Sullivan contempló la pequeña casa de madera con el techo de cinc pintado de verde desde lo alto de la loma. Arregló la bufanda para protegerse las orejas. El frío era intenso en las colinas del sudoeste de Virginia en esta época del año y las predicciones meteorológicas anunciaban fuertes nevadas.
Con la ayuda de un bastón bien grueso bajó a paso lento por el terreno helado en dirección a la casa, mantenida en perfecto estado. Le invadió una profunda sensación de nostalgia a medida que se acercaba a este trozo de su pasado.
Woodrow Wilson estaba en la Casa Blanca y el mundo se estremecía con las sangrientas batallas de la Gran Guerra cuando Walter Patrick Sullivan vio el primer destello de luz con la ayuda de una comadrona y la firme decisión de su madre, Millie, que había perdido a los tres hijos anteriores, dos en el parto.
Su padre, minero del carbón -por aquel entonces los padres de todo el mundo aparentemente era mineros en aquella parte de Virginia- había vivido hasta que su hijo cumplió doce años, y entonces murió sin más, a consecuencia de una serie de enfermedades producidas por el exceso de polvo de carbón y el agotamiento físico. Durante años, el futuro multimillonario había visto a su padre entrar tambaleante en la casa, exhausto hasta la médula, el rostro negro como el manto del perro labrador que jugaba en el patio, y se desplomaba en el camastro instalado en la habitación trasera. Sin fuerzas para comer, o jugar con el niño que cada día esperaba recibir un poco de atención pero que nunca la recibía de un padre cuyo perpetuo agotamiento era tan penoso contemplar.

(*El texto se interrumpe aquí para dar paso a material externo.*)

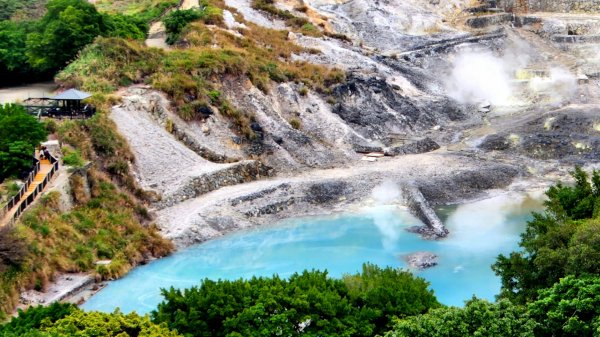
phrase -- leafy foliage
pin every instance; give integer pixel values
(175, 21)
(558, 243)
(307, 303)
(91, 324)
(35, 317)
(37, 49)
(477, 318)
(8, 8)
(20, 133)
(569, 308)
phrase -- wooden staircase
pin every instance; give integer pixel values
(38, 183)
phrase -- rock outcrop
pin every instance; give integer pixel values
(421, 260)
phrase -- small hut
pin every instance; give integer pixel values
(69, 102)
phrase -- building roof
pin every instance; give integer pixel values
(72, 94)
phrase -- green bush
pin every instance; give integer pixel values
(309, 303)
(175, 21)
(34, 317)
(564, 240)
(73, 158)
(477, 318)
(20, 134)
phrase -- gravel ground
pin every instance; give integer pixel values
(162, 163)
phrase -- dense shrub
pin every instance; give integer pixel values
(177, 20)
(33, 318)
(308, 303)
(20, 134)
(66, 320)
(570, 308)
(477, 318)
(32, 50)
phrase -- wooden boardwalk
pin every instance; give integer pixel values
(37, 185)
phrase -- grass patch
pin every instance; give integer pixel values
(296, 23)
(192, 76)
(144, 10)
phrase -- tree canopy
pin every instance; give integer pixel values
(20, 133)
(40, 48)
(565, 240)
(308, 303)
(59, 320)
(477, 318)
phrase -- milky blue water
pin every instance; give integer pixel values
(341, 244)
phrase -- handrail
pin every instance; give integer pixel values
(38, 189)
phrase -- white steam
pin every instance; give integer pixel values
(560, 84)
(478, 76)
(387, 192)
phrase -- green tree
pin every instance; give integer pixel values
(175, 21)
(124, 26)
(477, 318)
(20, 133)
(564, 240)
(384, 294)
(308, 303)
(92, 324)
(570, 308)
(14, 66)
(33, 318)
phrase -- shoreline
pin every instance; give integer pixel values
(80, 296)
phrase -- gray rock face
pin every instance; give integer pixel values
(563, 6)
(238, 173)
(421, 260)
(489, 20)
(495, 143)
(418, 205)
(419, 146)
(326, 192)
(374, 108)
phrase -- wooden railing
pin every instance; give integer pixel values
(22, 205)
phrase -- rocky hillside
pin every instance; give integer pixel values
(322, 100)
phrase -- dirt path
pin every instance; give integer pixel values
(162, 162)
(21, 93)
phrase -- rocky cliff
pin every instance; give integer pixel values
(427, 102)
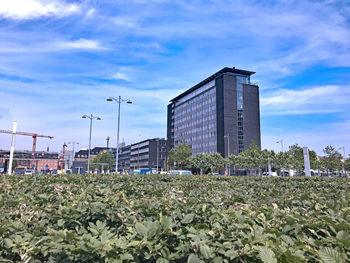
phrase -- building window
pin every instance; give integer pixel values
(240, 131)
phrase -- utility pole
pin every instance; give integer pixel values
(9, 171)
(281, 142)
(119, 100)
(228, 152)
(91, 117)
(107, 140)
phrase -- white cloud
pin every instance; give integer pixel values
(31, 9)
(81, 43)
(120, 75)
(124, 22)
(315, 100)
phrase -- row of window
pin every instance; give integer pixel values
(195, 122)
(240, 131)
(192, 105)
(209, 88)
(201, 128)
(203, 144)
(194, 153)
(189, 116)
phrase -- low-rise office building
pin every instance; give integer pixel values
(149, 154)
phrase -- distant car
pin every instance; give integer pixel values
(267, 174)
(180, 172)
(28, 172)
(285, 173)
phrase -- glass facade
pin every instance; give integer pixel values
(240, 81)
(195, 120)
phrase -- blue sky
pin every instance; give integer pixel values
(62, 59)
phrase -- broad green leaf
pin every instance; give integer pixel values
(192, 258)
(331, 255)
(187, 219)
(205, 251)
(267, 255)
(141, 229)
(60, 222)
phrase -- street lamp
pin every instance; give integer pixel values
(91, 117)
(157, 154)
(281, 142)
(343, 148)
(73, 144)
(119, 100)
(228, 152)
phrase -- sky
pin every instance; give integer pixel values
(60, 60)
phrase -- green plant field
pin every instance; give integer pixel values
(160, 218)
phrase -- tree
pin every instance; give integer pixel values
(200, 161)
(332, 160)
(252, 158)
(104, 157)
(282, 161)
(180, 155)
(347, 165)
(14, 164)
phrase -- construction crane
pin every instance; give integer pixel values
(63, 152)
(107, 139)
(34, 136)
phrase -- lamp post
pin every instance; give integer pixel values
(157, 153)
(343, 148)
(91, 117)
(73, 144)
(228, 152)
(119, 100)
(281, 142)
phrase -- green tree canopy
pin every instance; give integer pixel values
(332, 160)
(200, 161)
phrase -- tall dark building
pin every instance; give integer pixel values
(219, 114)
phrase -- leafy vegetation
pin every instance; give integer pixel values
(161, 218)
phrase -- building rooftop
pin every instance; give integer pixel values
(212, 77)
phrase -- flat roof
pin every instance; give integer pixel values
(212, 77)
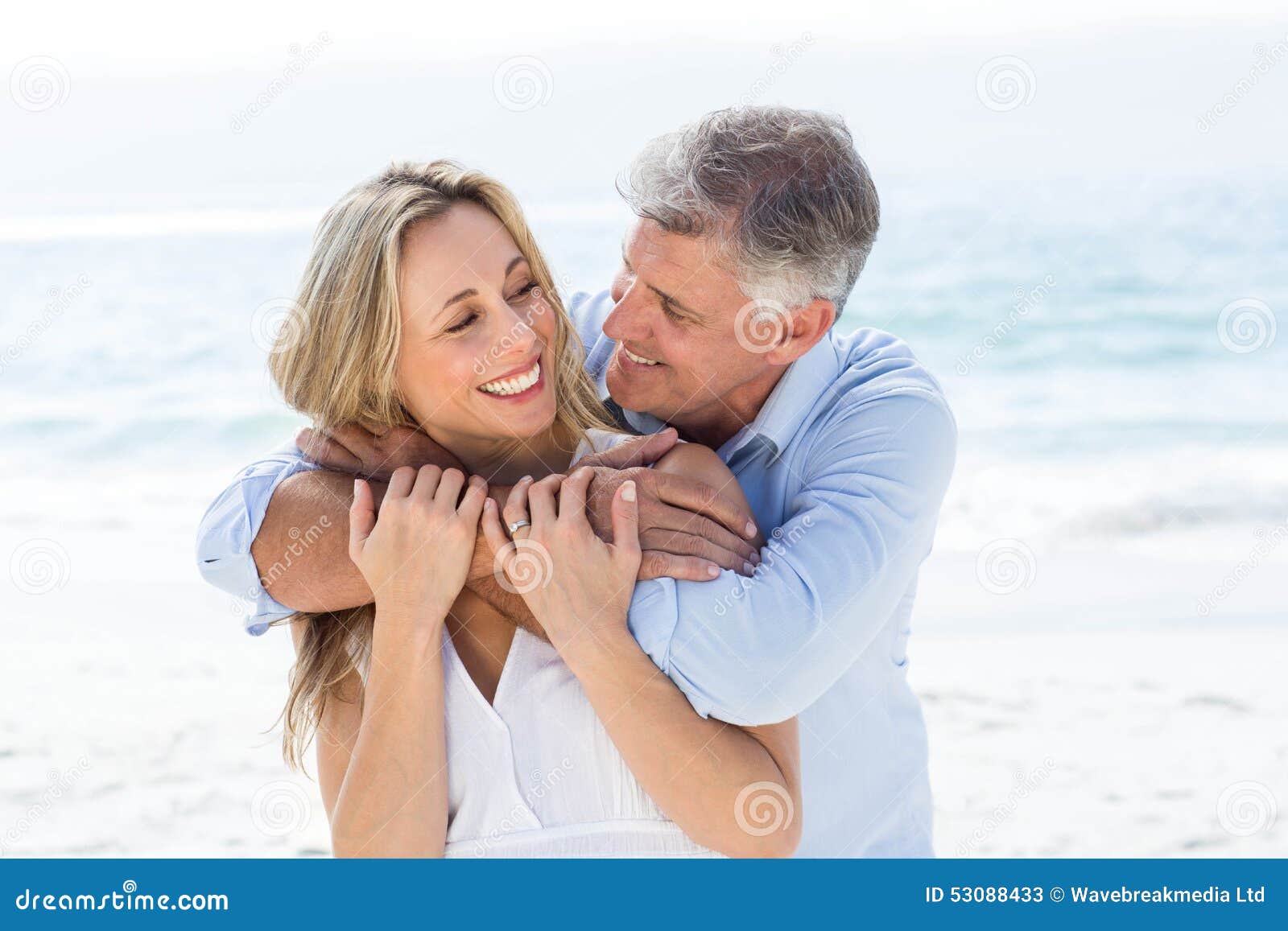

La madre había vivido lo suficiente para ver al retoño convertido en uno de los hombres más ricos del mundo, y él, como un buen hijo, se había preocupado de ofrecerle todas las comodidades. Como un tributo a su difunto padre, Sullivan había comprado la mina que le había matado. Cinco millones al contado. Había pagado una indemnización de cincuenta mil dólares a cada uno de los mineros, y después la había cerrado en un acto solemne.
Abrió la puerta y entró en la casa. La estufa de gas calentaba la habitación y evitaba depender de la leña. En la despensa tenía alimentos para seis meses. Aquí era autosuficiente. No permitía que nadie estuviera aquí con él. Éste había sido su hogar. Las únicas personas con derecho a estar aquí, aparte de él mismo, habían muerto. Estaba solo y no deseaba otra cosa.
Preparó una comida sencilla que comió sin prisa mientras contemplaba malhumorado a través de la ventana el círculo de olmos pelados próximos a la casa; las ramas parecían saludarle con sus movimientos suaves y melódicos.
El interior de la casa no tenía nada que ver con la disposición original. Aquí había nacido pero no había sido una infancia feliz en medio de la permanente miseria. El ansia surgida en aquella época le había servido muy bien a Sullivan durante su carrera; le había dado la voluntad, la fuerza capaz de vencer cualquier obstáculo.
Fregó los platos, y fue al pequeño cuarto que había sido el dormitorio de sus padres. Ahora había un sillón muy cómodo, una mesa y una biblioteca que contenía una colección de libros muy selectos. En un rincón había un catre, porque la habitación también le servía de dormitorio.
Sullivan cogió el teléfono móvil que estaba sobre la mesa. Marcó un número que sólo conocían un puñado de personas. Atendieron la llamada y una voz le dijo que esperara. Un instante después se oyó otra voz.
– Por Dios, Walter, sé que trabajas hasta las tantas, pero tendrías que bajar un poco el ritmo. ¿Dónde estás?
– A mi edad no puedes parar, Alan. Si lo haces, quizá no puedas volver a ponerte en marcha. Prefiero reventar en un torbellino de actividad que esfumarme poco a poco en el olvido. Espero no haber interrumpido algo importante.
– Nada que no pueda esperar. Estoy aprendiendo a priorizar las crisis mundiales. ¿Necesitas algo?
Sullivan se tomó un momento para conectar una minigrabadora al teléfono. Nunca se sabía qué podía pasar.